Daarna ben ik al snikkend naar huis gaan, heb me schaamteloos volgepropt met comfort food en ben ik beginnen schrijven. Gelukkig kreeg ik halverwege mijn treurige tekst een noodoproep om even de wereld te gaan redden zodat ik mijn gedachten kon verzetten. En toen dat weer achter de rug was, las ik terug  wat ik eerder had geschreven en belandde ik spontaan in een lichte depressie, enkel veroorzaakt door mijn eigen zware, trieste woorden. Oh, wat kan ik soms toch melancholisch zijn. 

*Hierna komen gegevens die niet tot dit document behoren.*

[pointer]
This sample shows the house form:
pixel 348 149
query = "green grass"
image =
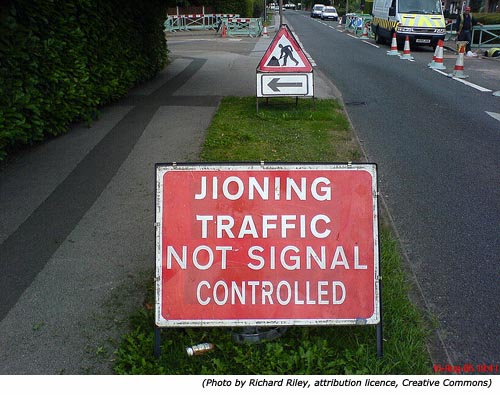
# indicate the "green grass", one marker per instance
pixel 281 132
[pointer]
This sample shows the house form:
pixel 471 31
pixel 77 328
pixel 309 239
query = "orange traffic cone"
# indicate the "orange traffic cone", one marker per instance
pixel 433 57
pixel 394 46
pixel 458 71
pixel 406 52
pixel 364 36
pixel 264 32
pixel 437 62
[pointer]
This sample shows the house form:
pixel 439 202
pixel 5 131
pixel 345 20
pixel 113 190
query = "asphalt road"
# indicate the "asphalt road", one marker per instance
pixel 437 149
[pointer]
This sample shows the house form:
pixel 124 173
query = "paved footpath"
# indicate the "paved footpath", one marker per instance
pixel 77 236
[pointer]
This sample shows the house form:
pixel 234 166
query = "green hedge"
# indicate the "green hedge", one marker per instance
pixel 60 60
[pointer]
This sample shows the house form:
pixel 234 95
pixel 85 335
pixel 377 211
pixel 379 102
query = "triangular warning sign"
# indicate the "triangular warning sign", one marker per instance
pixel 284 55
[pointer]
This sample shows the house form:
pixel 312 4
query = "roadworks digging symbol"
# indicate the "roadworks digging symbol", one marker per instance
pixel 284 54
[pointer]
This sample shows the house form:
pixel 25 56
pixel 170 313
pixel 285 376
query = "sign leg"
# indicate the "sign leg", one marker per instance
pixel 157 342
pixel 380 327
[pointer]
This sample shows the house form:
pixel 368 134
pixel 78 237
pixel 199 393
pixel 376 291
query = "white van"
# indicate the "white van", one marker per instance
pixel 421 20
pixel 317 10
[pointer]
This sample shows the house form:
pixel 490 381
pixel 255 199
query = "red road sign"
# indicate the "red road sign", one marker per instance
pixel 284 55
pixel 266 245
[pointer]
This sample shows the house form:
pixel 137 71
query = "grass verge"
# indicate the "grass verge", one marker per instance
pixel 282 132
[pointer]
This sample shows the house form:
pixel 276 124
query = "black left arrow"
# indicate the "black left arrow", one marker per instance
pixel 274 84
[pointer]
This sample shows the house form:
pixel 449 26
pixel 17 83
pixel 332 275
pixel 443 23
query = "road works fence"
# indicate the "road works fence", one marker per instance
pixel 188 22
pixel 355 23
pixel 233 24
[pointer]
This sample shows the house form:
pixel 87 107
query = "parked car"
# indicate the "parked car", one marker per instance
pixel 329 13
pixel 317 10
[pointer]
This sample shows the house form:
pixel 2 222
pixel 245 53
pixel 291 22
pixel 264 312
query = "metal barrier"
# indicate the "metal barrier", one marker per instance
pixel 489 36
pixel 486 36
pixel 195 21
pixel 243 26
pixel 355 23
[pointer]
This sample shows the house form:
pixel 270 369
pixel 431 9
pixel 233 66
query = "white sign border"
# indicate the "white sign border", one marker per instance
pixel 161 169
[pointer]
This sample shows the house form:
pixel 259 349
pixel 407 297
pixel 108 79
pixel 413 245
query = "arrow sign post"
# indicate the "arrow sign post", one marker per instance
pixel 275 85
pixel 284 84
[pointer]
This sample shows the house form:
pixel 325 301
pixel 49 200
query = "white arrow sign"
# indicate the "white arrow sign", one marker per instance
pixel 284 84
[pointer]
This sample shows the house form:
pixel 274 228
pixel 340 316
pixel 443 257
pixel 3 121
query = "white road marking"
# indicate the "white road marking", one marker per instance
pixel 494 115
pixel 478 87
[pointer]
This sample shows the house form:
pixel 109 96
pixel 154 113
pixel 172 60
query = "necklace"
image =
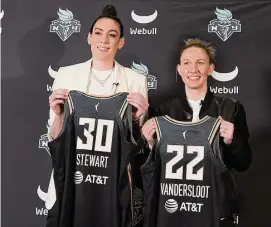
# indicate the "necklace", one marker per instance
pixel 102 82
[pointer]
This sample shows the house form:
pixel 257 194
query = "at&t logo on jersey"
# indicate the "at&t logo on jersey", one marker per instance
pixel 65 26
pixel 142 69
pixel 225 77
pixel 143 19
pixel 53 75
pixel 224 26
pixel 184 172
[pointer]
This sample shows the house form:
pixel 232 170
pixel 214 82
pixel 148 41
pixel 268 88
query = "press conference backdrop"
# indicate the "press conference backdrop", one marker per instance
pixel 38 37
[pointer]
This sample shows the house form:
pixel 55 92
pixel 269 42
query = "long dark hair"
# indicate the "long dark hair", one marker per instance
pixel 109 11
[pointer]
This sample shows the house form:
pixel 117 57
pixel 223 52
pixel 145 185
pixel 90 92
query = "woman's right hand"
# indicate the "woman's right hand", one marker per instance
pixel 148 131
pixel 57 99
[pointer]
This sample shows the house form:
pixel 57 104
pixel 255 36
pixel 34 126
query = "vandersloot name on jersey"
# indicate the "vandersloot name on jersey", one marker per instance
pixel 140 19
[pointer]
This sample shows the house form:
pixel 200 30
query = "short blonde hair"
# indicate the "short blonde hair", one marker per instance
pixel 196 42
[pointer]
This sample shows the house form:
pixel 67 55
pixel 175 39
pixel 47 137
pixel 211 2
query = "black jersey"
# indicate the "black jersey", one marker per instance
pixel 91 161
pixel 182 177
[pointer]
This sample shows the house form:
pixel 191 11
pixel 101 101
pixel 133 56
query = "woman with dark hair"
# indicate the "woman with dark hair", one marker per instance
pixel 100 203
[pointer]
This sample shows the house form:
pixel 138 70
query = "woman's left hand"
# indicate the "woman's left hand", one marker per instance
pixel 139 102
pixel 226 131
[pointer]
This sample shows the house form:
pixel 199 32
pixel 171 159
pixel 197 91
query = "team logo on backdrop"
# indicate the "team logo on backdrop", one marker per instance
pixel 48 197
pixel 143 20
pixel 143 69
pixel 225 77
pixel 137 204
pixel 1 16
pixel 65 25
pixel 224 26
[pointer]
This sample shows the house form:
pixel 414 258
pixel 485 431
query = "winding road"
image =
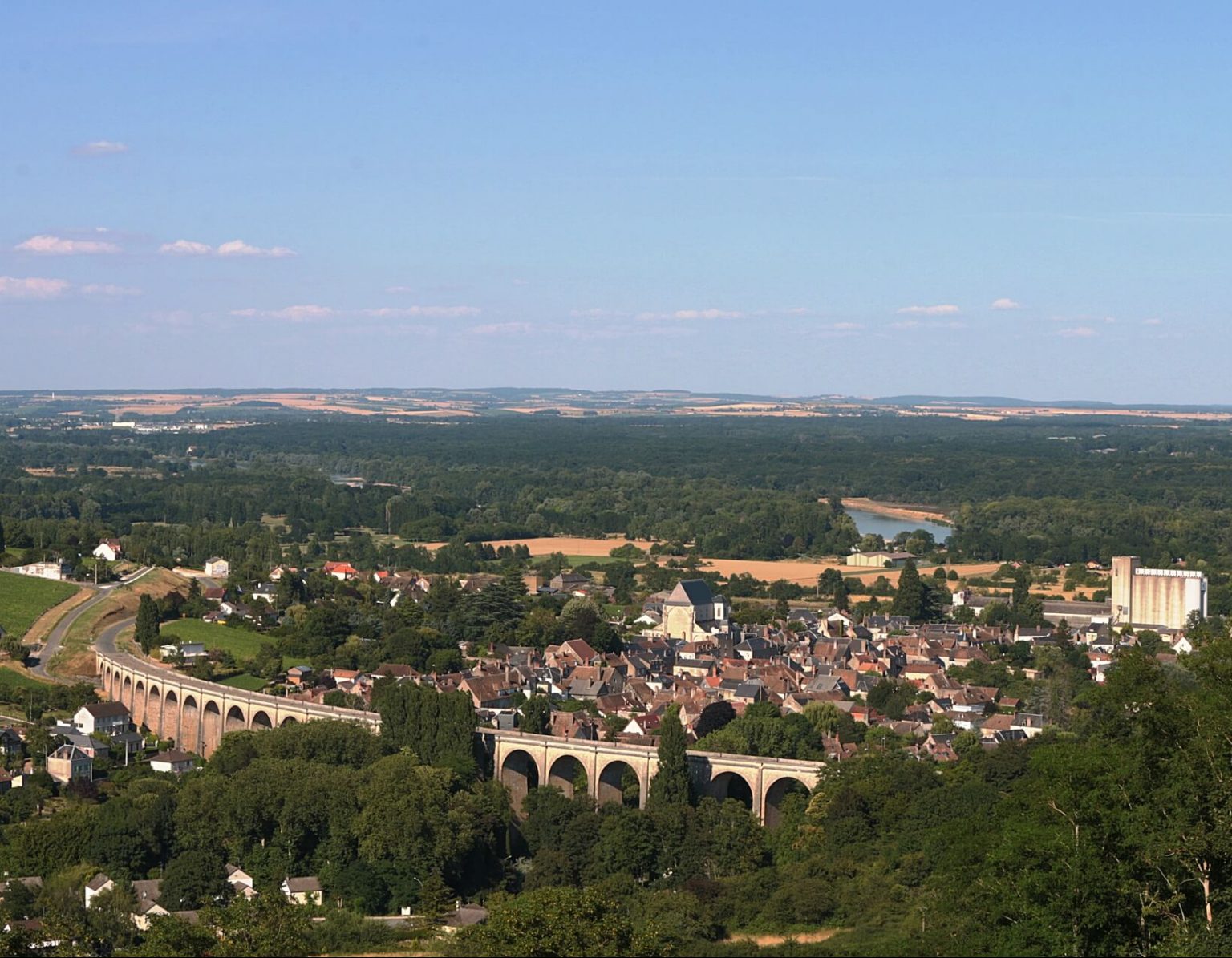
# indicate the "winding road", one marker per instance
pixel 61 629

Ik schreef dat ik mij hier best goed voel maar dat ik eigenlijk thuis wilde zijn. Dat ik enkel daar gelukkig zou zijn. En er zit een zweem van waarheid in, ik woon namelijk heel graag in Rennes en ben enorm blij dat ik hier vrienden heb gevonden bij wie ik me goed voel. Maar ik ben zo verliefd op mijn leven thuis dat ik het hier af en toe wel eens moeilijk heb. Daar ben ik omringd door mijn familie en vrienden die alles voor me betekenen. En dat is reden genoeg om af en toe stilletjes naar thuis te verlangen, vind ik. Gelukkig kan ik nu, dankzij mijn fantastisch relativeringsvermogen (=inside joke voor m’n ouders), ook wel inzien dat dat misschien nog het mooiste is aan mijn Erasmusperiode. Ik had er namelijk nood aan eens van omgeving te veranderen, nieuwe mensen te leren kennen en nieuwe dingen te beleven, omdat ik dacht dat ik écht eens iets anders wilde. Nu begrijp ik in dat ik die ervaringen inderdaad nodig had, maar dan vooral om te beseffen dat ik niet anders dan blij kan zijn met mijn leven thuis.

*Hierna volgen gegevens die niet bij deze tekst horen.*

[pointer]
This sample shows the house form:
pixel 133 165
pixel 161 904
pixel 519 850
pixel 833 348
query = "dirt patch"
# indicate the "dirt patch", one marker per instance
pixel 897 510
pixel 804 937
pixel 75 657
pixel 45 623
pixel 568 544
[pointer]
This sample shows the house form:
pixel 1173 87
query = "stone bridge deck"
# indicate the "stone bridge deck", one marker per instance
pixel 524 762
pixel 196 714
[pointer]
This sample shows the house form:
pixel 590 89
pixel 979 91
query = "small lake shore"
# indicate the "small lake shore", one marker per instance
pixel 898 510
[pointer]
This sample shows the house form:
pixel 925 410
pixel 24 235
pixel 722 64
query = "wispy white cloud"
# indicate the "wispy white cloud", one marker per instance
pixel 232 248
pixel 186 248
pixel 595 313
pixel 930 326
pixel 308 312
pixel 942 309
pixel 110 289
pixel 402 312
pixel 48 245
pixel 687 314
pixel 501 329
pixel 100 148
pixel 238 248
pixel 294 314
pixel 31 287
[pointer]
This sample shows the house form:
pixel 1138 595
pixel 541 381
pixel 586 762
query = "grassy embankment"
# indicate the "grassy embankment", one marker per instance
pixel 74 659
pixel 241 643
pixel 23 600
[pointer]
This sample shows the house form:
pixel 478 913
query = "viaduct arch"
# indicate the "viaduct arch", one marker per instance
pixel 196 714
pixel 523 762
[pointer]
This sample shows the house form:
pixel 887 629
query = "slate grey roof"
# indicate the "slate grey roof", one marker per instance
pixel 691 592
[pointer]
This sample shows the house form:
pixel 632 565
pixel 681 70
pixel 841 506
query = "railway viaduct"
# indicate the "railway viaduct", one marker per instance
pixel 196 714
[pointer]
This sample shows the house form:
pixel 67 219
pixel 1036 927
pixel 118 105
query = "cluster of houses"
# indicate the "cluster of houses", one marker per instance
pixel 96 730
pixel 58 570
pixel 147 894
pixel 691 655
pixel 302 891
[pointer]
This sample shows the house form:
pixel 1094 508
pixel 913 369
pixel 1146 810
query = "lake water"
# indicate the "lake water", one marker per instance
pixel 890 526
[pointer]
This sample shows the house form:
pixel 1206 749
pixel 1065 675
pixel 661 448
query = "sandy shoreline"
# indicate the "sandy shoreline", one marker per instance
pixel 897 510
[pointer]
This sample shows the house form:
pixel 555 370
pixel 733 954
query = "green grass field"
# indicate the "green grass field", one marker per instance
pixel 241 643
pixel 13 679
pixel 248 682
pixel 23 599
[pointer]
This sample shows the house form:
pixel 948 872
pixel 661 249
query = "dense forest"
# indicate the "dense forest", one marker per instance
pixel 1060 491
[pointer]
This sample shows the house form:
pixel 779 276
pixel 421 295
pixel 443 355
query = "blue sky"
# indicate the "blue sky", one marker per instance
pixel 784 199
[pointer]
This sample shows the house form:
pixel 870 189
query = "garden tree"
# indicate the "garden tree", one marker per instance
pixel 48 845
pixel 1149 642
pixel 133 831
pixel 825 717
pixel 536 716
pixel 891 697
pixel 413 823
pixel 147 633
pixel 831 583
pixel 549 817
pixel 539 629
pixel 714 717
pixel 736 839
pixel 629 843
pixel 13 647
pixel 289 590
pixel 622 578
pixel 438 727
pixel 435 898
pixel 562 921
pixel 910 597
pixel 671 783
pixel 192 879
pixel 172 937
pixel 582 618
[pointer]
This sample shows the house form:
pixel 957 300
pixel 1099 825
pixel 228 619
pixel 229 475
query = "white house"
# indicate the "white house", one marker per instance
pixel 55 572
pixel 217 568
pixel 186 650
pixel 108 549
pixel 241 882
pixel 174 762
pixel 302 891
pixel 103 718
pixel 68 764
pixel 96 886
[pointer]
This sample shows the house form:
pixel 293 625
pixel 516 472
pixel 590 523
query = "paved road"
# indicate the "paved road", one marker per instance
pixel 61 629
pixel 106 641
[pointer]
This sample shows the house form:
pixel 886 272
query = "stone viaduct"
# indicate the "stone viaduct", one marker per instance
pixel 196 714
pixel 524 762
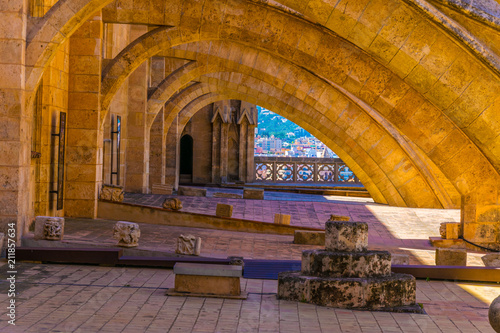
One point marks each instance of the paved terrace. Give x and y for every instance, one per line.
x=67, y=298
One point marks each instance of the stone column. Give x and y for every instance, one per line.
x=224, y=131
x=156, y=150
x=84, y=131
x=216, y=129
x=170, y=155
x=243, y=151
x=250, y=162
x=480, y=217
x=137, y=154
x=14, y=119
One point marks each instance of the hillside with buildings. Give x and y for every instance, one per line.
x=278, y=136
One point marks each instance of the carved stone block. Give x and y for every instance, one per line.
x=49, y=228
x=450, y=230
x=224, y=210
x=127, y=233
x=172, y=204
x=227, y=195
x=256, y=194
x=161, y=189
x=491, y=260
x=346, y=236
x=111, y=193
x=451, y=257
x=192, y=191
x=282, y=219
x=400, y=259
x=334, y=217
x=188, y=244
x=309, y=237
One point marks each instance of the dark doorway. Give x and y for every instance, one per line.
x=186, y=159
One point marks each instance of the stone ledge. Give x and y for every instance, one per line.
x=309, y=237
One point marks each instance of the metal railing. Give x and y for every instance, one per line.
x=302, y=169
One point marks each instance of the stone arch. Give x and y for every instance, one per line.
x=173, y=108
x=447, y=123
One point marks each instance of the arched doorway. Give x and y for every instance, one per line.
x=186, y=159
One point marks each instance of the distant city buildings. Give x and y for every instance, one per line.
x=295, y=142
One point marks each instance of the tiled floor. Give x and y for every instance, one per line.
x=68, y=298
x=73, y=298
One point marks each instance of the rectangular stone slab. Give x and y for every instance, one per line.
x=208, y=269
x=202, y=284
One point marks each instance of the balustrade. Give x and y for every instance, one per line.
x=302, y=169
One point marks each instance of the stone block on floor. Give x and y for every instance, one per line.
x=224, y=210
x=309, y=237
x=127, y=233
x=282, y=219
x=111, y=193
x=172, y=204
x=162, y=189
x=49, y=228
x=227, y=195
x=192, y=191
x=491, y=260
x=451, y=257
x=450, y=230
x=251, y=193
x=334, y=217
x=195, y=278
x=188, y=244
x=346, y=236
x=400, y=259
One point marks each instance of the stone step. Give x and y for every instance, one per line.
x=346, y=236
x=323, y=263
x=392, y=293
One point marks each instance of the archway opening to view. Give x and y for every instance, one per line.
x=186, y=158
x=285, y=152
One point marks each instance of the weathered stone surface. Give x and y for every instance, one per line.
x=250, y=193
x=346, y=236
x=202, y=284
x=111, y=193
x=334, y=217
x=400, y=259
x=309, y=237
x=282, y=219
x=161, y=189
x=188, y=244
x=227, y=195
x=392, y=293
x=450, y=230
x=127, y=233
x=346, y=264
x=49, y=228
x=172, y=204
x=192, y=191
x=494, y=314
x=224, y=210
x=451, y=257
x=491, y=260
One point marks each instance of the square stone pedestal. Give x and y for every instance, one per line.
x=207, y=280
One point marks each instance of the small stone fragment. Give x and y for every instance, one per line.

Misschien kan het nogal hopeloos klinken dat ik zo aan België zit te denken, aan m’n ouders, m’n broer en m’n beste vrienden. Maar eigenlijk vind ik het best zo, want ondertussen heb ik het hier ook meer dan prima. Ik leid hier een fijn leventje, amuseer me fantastisch met mijn multicultureel vriendenclubje, woon in een mooie stad en leer enorm veel bij, ik kan dus niet meer dan dat verlangen! En wanneer ik weer terug in België zal zijn, ga ik enkele mensen doodknuffelen, ik ben nu al grote verrassingsaanvallen aan het plannen. Wanneer je ver weg van iedereen zit, besef je pas aan wie je het meest denkt en dus wie het meest voor je betekent. 

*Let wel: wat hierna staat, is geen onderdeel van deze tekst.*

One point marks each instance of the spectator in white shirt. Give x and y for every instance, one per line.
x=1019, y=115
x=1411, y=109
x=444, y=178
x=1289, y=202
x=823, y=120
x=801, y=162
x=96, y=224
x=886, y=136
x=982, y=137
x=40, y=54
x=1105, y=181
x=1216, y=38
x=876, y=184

En in afwachting daarvan geniet ik volop van mijn Rennesiaanse avonturen!
De opmerkzame lezertjes onder jullie hebben dus al wel door dat mijn droefheid ondertussen weer volledig uit het zicht verdwenen is. Na maandag heb ik een serieus gesprek met mezelf gehad (soms heb ik er nood aan dat iemand me streng toespreekt, bij gebrek aan beter was ik dat ditmaal zelf) en heb ik beseft dat de voorbije twee maanden ongelofelijk snel zijn voorbijgevlogen. Mijn verblijf hier in Frankrijk is veel te kort om te verspillen aan oneindige bezinningen, dus ga ik daar gewoon mee stoppen. En vooral simpelweg genieten van de weinige tijd die me hier nog rest.

PS: Dat viel blijkbaar best nog mee met die writer's block! Straf.